Vers une autonomie contrôlée
Le nouveau statut consacre une fois pour toutes l’autonomie et l’indépendance de la Banque centrale du gouvernement et des politiques de manière générale (ce qui veut dire plus exactement indépendance de la politique monétaire -qui relève de BAM- de la politique budgétaire arrêtée par le gouvernement).
Il sera désormais formellement interdit à la Banque centrale de solliciter ou d’accepter toute instruction émanant du gouvernement ou de toute autre personne.
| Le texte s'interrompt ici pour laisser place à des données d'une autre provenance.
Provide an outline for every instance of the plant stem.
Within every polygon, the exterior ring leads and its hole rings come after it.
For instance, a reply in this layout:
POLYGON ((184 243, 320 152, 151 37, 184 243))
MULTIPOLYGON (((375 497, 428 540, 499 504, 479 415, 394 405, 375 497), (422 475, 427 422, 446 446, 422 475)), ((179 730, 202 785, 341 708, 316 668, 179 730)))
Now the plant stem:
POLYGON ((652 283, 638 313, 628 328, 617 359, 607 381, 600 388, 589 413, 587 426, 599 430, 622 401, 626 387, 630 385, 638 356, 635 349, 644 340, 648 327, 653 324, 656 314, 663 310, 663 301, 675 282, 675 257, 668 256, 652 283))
Cela dit, le texte introduit le principe de «concertation régulière entre le ministre des Finances et le wali de Bank Al-Maghrib» en vue d’assurer la cohérence de la politique macro-prudentielle.
Cette question d’indépendance a d’ailleurs suscité un vif débat au Parlement au point de diviser à un moment donné les partis de la majorité. Pour le ministre des Finances, l’objectif derrière cette autonomie consiste à préserver l’institution des conflits d’intérêts. Il ne s’agit donc pas d’une indépendance totale, preuve en est cette nouvelle mesure soumettant la distribution des bénéfices de BAM à l’accord du ministre des Finances. Mieux encore, et c’est une première, la Banque centrale sera désormais placée sous le contrôle des magistrats de la Cour des comptes.